This is my first year participating in Jay's Deal Me In Challenge . In a nutshell--we line up 52 short stories for the year, we match those stories up to a card in a regular deck of card, and each week we shuffle our deck (of real cards) and draw a card from whatever remains in the deck. My opening card was the seven of clubs...which gave me "The Riddle of the Rainbow Pearl" by Thomas W. Hanshew.
The image above, which I found in a quick search for the seven of clubs, is really quite apt for the story. Henshew's vignette appears in 7th volume of The World's Best One Hundred Detective Stories edited by Eugene Thwing. It first appeared in a collection of stories titled Cleek, The Master Detective published in 1918, and, as the title might suggest, features a clever detective by the name of Monsieur Cleek.
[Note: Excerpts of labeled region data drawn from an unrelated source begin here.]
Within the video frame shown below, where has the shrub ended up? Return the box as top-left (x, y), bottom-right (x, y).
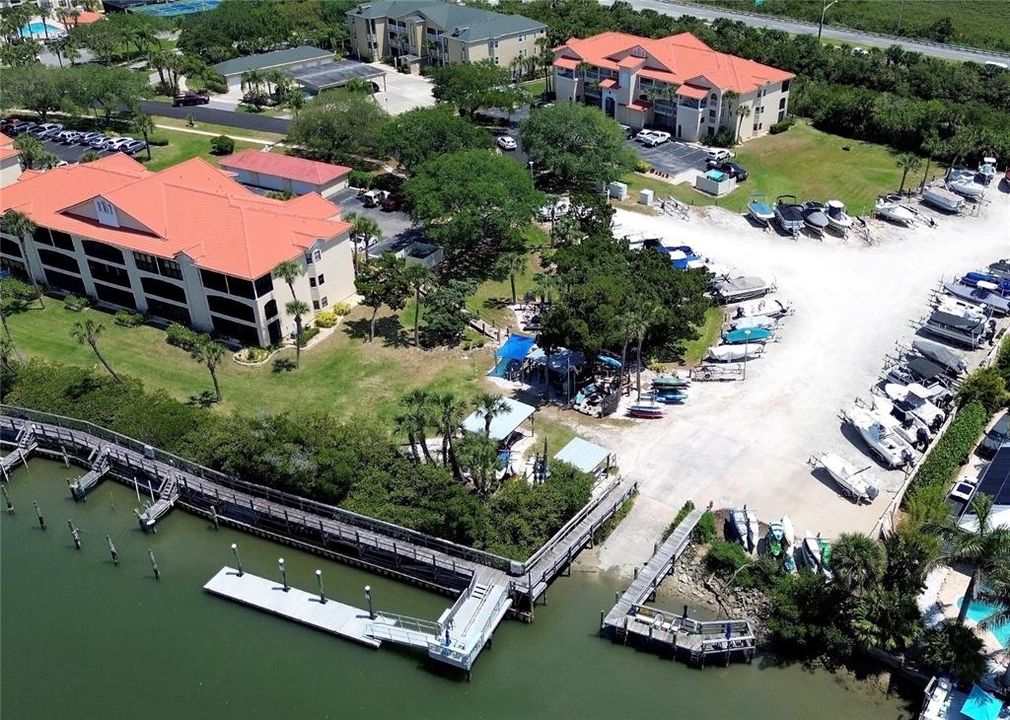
top-left (210, 135), bottom-right (235, 155)
top-left (165, 322), bottom-right (200, 352)
top-left (910, 403), bottom-right (989, 496)
top-left (298, 326), bottom-right (319, 347)
top-left (315, 310), bottom-right (337, 327)
top-left (768, 117), bottom-right (796, 135)
top-left (347, 170), bottom-right (372, 190)
top-left (64, 295), bottom-right (91, 312)
top-left (113, 310), bottom-right (143, 327)
top-left (705, 540), bottom-right (749, 578)
top-left (691, 510), bottom-right (715, 544)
In this particular tale, Cleek is approached by Maverick Narkom of the Yard to assist in a matter of international importance. The coronation of King Ulric of Mauretania is set to take place in the near future and a scandal of huger proportions threatens the king and his kingdom. He had once gotten himself entangled with a beautiful Russian woman who, when scorned, managed to run off with the kingdom's most prized possession, The Rainbow Pearl, as well as some very incriminating documents. A fake pearl was left it in its place and no one but she and the king know of the replacement. If the king does not agree to install her as a wife (he already has one) in the palace with a suitable allowance and servants before the coronation, then she will wear the pearl to the ceremony--revealing the theft--and publish the damaging documents.
Cleek is asked to retrieve the items, but he is reluctant to do so. He does not admire King Ulric--who deposed the rightful heirs to the throne. His mind is changed when he discovers the Ulric's current wife is the daughter of the previous king--for he has some reverence for her and her family and off he goes to Mauretania to save the kingdom for the sake of the Queen. The Russian lady, when she discovers Cleek on the case, reduces the time frame--giving an ultimatum that the king must do as she demands in three days. Cleek responds and says that he will have possession of the pearl and the documents in two. And he does. The entertainment is in figuring out where the items were kept (the lady's possessions and servants had been searched repeatedly) and how Cleek was able to remove them.
I couldn't help but be reminded of the Sherlock Holmes story about The Woman. There are several parallels to "A Scandal in Bohemia"--the main difference being that the Russian lady does not get the better of Cleek.